麻原にとって、富士山は信者が生き残るための方便
しかし他方、麻原は第3次世界大戦を意味する言葉として、ハルマゲドンという言葉も使っている。この言葉は「仏教の経典」ではなく、『新約聖書』のヨハネ黙示録第16章に出てくる。終末的な戦争が行われる場所、転じて世界の命運を決する最終戦争を指す。90年代にはオウム真理教のほかにも、エホバの証人(ものみの塔聖書冊子協会)のようなキリスト教系の新興宗教が、同様に近い将来におけるハルマゲドンの到来を唱えていた。
ベストセラーとなった五島勉『ノストラダムスの大予言』(祥伝社、1973年)には、1999年7の月に人類が滅亡するという解釈が示されていた。麻原の言葉が信憑性を高めていった背景として、世紀末が迫りつつあった時代状況があったことを見逃してはなるまい。
麻原にとって、富士山は「未来を予知した予言的な経典」に出てくる世界最終戦争が起こったとき、そこから逃れるための「岩間の陰」になりさえすればよかったのだ。

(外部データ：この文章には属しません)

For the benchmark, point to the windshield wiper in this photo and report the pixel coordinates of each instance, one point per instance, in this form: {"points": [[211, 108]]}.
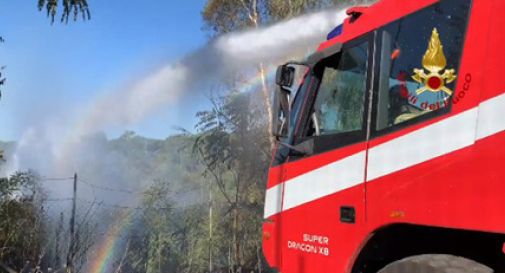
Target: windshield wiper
{"points": [[304, 148]]}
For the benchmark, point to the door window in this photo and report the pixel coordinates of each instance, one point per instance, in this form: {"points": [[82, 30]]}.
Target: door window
{"points": [[419, 63]]}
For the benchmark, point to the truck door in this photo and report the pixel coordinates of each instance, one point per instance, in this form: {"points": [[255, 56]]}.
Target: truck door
{"points": [[417, 123], [323, 191]]}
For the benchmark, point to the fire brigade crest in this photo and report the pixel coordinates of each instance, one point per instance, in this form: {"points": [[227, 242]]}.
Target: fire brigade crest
{"points": [[434, 76]]}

富士講とは対照的に、麻原は富士山そのものには宗教的な意味を見いだしておらず、せいぜい信者が生き残るための方便としかとらえていなかった。
こうした麻原の思想は、窓がないために富士山を望むことができず、外部とのつながりを一切遮断したかのようなサティアンの建物によく示されていた。